Management Commitment and Employee Involvement
As the owner or manager of a small business, your attitude towards job safety and health will be reflected by your employees. If you are not interested in preventing employee injury and illness, nobody else is likely to be.
At all times, demonstrate your personal concern for employee safety and health and the priority you place on them in your workplace. Your policy must be clearly set. Only you can show its importance through your own actions.
Demonstrate to your employees the depth of your commitment by involving them in planning and carrying out your efforts. If you seriously involve your employees in identifying and resolving safety and health problems, they will commit their unique insights and energy to helping achieve the goal and objectives of your program.
Consider forming a joint employee-management safety committee. This can assist you in starting a program and will help maintain interest in the program once it is operating. Committees can be an excellent way of communicating safety and health information. If you have few employees, consider rotating them so that all can have an active part in the safety and health programming. The men and women who work for you are among the most valuable assets you have. Their safety, health, and goodwill are essential to the success of your business. Having them cooperate with you in protecting their safety and health not only helps to keep them healthy—it makes your job easier.
As a small business employer, you have inherent advantages, such as close contact with your employees, a specific acquaintance with the problems of the whole business, and usually a low worker turnover. Probably you have already developed a personal relationship of loyalty and cooperation that can be built upon very easily. These advantages may not only increase your concern for your employees but also may make it easier to get their help.
Here are some actions to take:
- Post your own policy on the importance of worker safety and health next to the OSHA workplace poster where all employees can see it. (See sample policy statements in Appendix B.)
- Hold a meeting with all your employees to communicate that policy to them and to discuss your objectives for safety and health for the rest of the year. (These objectives will result from the decisions you make about changes you think are needed after you finish reading this publication.)

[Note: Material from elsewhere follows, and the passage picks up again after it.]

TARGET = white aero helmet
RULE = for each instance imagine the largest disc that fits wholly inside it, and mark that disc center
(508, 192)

- Make sure that support from the top is visible by taking an active part, personally, in the activities that are part of your safety and health program. For example, personally review all inspection and accident reports to ensure followup when needed.
- Ensure that you, your managers, and supervisors follow all safety requirements that employees must follow, even if you are only in their area briefly. If, for instance, you require a hard hat, safety glasses and/or safety shoes in an area, wear them yourself when you are in that area.
- Use your employees' special knowledge and help them buy into the program by having them make inspections, put on safety training, or help investigate accidents.
- Make clear assignments of responsibility for every part of the program that you develop. Make certain everyone understands them. The more people involved the better. A good rule of thumb is to assign safety and health responsibilities in the same way you assign production responsibilities. Make it a special part of everyone's job to operate safely. That way, as you grow and delegate production responsibilities more widely, you will commit safety and health responsibilities with them.
- Give those with responsibility enough people, onthe-clock time, training, money and authority to get the job done.
- Don't forget about it after you make assignments; make sure personally that they get the job done. Recognize and reward those who do well, and correct those who don't.
- Take time, at least annually, to review what you have accomplished against what you set as your objectives and decide if you need new objectives or program revisions to get where you want to be.